As Gv’alk’s imagination consigned himself to his fate, Prosecutor Gr’aja simply held out a small data padd.
“Have you seen this man?”
The port worker breathed an audible sigh of relief.
All of a sudden, he saw that they weren’t here to arrest him. And at the same time, he remembered that the net value of the fourteen crates of rice pods behind him was roughly a week’s wages. And cursed his hyperactive imagination.
A little baffled by the continued lack of a response, Prosecutor Gr’aja pushed the padd forwards a little more insistently.
“We need him for questioning over a recent theft on Verillian Six-Delta.

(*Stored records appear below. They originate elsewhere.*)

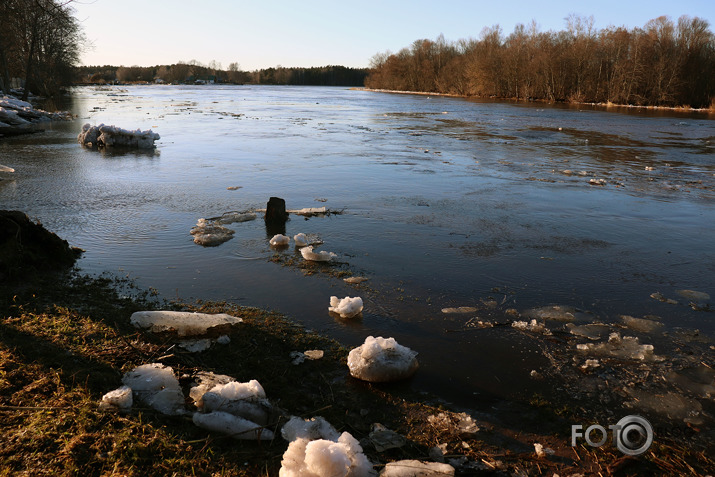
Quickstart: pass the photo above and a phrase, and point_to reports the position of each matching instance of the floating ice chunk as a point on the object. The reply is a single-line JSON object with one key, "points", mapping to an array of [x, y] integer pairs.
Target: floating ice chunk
{"points": [[184, 323], [106, 136], [234, 426], [120, 398], [542, 451], [233, 217], [461, 309], [310, 429], [693, 295], [383, 438], [308, 211], [209, 234], [347, 307], [155, 385], [592, 331], [279, 240], [673, 405], [533, 326], [319, 458], [553, 313], [641, 324], [321, 256], [626, 347], [300, 240], [205, 381], [381, 360], [196, 346], [416, 468]]}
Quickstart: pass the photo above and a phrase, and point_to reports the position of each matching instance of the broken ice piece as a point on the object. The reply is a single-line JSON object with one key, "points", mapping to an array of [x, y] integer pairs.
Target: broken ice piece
{"points": [[184, 323], [300, 240], [416, 468], [322, 256], [279, 240], [347, 307], [382, 360], [120, 398], [461, 309]]}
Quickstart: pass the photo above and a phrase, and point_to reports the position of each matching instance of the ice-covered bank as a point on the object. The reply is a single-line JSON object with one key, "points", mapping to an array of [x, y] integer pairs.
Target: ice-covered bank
{"points": [[108, 136], [19, 117]]}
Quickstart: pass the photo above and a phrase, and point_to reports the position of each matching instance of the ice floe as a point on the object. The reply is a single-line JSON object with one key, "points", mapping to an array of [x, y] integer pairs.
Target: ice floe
{"points": [[300, 240], [108, 136], [322, 256], [347, 307], [183, 323], [156, 386], [626, 347], [381, 360], [209, 234]]}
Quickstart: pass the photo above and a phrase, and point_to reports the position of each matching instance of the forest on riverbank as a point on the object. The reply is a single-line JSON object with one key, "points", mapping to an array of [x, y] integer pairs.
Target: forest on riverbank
{"points": [[665, 63]]}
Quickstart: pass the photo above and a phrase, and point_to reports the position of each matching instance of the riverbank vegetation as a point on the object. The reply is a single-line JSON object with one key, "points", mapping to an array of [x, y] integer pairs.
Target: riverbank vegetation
{"points": [[665, 63], [193, 72], [40, 43]]}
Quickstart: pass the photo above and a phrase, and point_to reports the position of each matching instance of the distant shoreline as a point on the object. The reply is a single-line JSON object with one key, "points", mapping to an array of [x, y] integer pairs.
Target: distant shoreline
{"points": [[683, 109]]}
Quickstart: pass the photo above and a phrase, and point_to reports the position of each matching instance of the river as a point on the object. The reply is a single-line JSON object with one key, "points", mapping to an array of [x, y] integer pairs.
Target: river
{"points": [[444, 202]]}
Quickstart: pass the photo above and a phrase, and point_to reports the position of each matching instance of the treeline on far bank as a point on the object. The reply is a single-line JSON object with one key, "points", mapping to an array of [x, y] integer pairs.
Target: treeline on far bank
{"points": [[194, 72], [665, 63]]}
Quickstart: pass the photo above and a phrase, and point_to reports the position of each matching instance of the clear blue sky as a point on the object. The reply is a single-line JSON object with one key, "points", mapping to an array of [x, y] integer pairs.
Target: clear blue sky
{"points": [[260, 34]]}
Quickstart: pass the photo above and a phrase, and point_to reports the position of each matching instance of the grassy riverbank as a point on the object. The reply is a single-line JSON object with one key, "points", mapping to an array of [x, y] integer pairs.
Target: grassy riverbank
{"points": [[65, 340]]}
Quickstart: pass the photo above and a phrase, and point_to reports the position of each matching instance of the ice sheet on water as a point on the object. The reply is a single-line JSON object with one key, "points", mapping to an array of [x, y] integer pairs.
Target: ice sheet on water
{"points": [[645, 325], [382, 360], [592, 331], [348, 307], [626, 347], [183, 323]]}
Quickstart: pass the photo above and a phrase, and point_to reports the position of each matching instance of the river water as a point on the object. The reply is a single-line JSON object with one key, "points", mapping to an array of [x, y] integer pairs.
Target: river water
{"points": [[445, 202]]}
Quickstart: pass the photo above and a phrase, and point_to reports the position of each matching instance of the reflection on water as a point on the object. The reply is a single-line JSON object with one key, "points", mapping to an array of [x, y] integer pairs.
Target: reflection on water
{"points": [[446, 203]]}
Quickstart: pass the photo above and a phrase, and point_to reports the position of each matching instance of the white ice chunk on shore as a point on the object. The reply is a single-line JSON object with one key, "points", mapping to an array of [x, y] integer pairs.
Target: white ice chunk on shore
{"points": [[279, 240], [155, 385], [300, 240], [234, 426], [321, 256], [318, 458], [416, 468], [107, 136], [310, 429], [120, 398], [382, 360], [184, 323], [347, 307], [626, 347]]}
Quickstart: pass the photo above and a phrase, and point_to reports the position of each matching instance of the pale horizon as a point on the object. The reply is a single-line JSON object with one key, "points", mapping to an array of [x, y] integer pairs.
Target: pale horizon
{"points": [[321, 33]]}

And a man fitting his description has been spotted by the automated security systems at this very port in the last few hours.”
“Any information you could give us would be appreciated,” Sub-Prosecutor Ha’xil added.
Knowing now that this had nothing to do with his unwitting part in a loss-making rice pod smuggling enterprise, Gv’alk highly doubted that he would be able to help.
And then he actually saw the image on the data padd. And immediately reconsidered that idea.
Staring back at him was the face of a human male that had just departed onboard a battered Ju’day-type raider.
* - A story told in Star Trek: Bounty - 108 - "A Klingon, a Vulcan and a Slave Girl Walk into a Bar".